Speaking to the Daily Mail in September, Neil said: 'I'm a very secure person. I have very few insecurities in terms of confidence, speaking to a group and putting my message across.
'I don't mind demanding the most out of them or booting someone up the backside if I feel they aren't pulling their weight.'
The certainty and ambition in those words suggest Neil is not a man who is going to be overawed by the pressure at Carrow Road.
He took over at Hamilton in March 2013 and then guided the Accies to second place in the Scottish Championship.
That meant missing out on automatic promotion but Neil then guided his side to a 2-1 aggregate win over Falkirk in the First Division play-off, before beating Hibs on penalties after two legs of a promotion play-off against the top-flight club.
That experience of play-off victory may just come in handy again if Neil does pick up the reins at Carrow Road.
The other big question yet to be answered is what will happen to Mike Phelan if Neil is appointed today?
If he remains as first-team coach, as expected, then perhaps Phelan will feel little has changed.

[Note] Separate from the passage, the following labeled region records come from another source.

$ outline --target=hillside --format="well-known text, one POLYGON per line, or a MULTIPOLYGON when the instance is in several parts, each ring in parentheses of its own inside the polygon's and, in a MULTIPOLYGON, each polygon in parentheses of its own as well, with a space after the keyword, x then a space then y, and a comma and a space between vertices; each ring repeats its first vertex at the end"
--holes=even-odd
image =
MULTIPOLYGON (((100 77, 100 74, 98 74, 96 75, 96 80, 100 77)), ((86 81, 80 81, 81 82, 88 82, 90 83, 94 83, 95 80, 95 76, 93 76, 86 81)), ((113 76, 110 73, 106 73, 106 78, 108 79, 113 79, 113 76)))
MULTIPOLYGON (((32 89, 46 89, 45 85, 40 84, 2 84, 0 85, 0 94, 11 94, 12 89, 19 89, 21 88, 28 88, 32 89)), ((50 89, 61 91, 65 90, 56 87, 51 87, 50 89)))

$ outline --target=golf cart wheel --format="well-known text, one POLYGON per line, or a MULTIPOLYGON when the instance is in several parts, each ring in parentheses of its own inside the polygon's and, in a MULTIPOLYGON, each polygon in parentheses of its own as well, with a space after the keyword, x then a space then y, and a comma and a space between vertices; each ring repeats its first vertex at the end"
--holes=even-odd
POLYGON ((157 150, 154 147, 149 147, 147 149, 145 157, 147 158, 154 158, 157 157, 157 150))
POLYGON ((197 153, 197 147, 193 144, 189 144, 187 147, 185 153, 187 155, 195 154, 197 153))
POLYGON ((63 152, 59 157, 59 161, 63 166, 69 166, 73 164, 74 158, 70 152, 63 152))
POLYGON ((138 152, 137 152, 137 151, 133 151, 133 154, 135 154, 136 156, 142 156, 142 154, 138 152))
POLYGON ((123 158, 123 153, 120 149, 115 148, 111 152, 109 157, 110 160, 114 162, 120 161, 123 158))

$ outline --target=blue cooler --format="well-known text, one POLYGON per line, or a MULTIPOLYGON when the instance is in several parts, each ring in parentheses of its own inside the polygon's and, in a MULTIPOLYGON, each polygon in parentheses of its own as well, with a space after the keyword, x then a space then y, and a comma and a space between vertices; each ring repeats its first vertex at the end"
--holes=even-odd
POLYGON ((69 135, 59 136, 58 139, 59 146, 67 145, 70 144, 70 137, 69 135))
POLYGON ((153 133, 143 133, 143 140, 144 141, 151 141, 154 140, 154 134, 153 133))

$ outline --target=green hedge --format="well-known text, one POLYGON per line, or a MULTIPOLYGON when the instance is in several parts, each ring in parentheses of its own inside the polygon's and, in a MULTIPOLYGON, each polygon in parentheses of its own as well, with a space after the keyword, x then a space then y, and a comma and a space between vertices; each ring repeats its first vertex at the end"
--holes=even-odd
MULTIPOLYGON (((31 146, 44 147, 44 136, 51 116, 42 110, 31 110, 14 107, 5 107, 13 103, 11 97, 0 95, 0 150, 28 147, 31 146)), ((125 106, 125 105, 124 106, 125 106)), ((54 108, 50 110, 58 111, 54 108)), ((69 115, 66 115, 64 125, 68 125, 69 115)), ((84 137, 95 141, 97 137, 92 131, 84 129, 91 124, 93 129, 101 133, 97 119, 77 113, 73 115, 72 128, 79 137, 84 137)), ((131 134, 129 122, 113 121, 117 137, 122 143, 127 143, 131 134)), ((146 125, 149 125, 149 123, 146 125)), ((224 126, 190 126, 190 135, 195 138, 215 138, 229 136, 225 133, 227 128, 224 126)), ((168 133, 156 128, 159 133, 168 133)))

The former Manchester United manager was brought in to work alongside an inexperienced manager.
Although Neil has more experience than the man he may replace, the guidance from a man of Phelan's experience and knowledge would surely still be a huge asset for the Canaries as they try to reignite their promotion push.
As a tough-tackling midfielder who is already shining as a manager at a young age, Neil certainly seems to have plenty of bite to go with his bark. Is he tough enough to follow in Lambert's footsteps? If so, then McNally could be about to repeat his trick of 2009.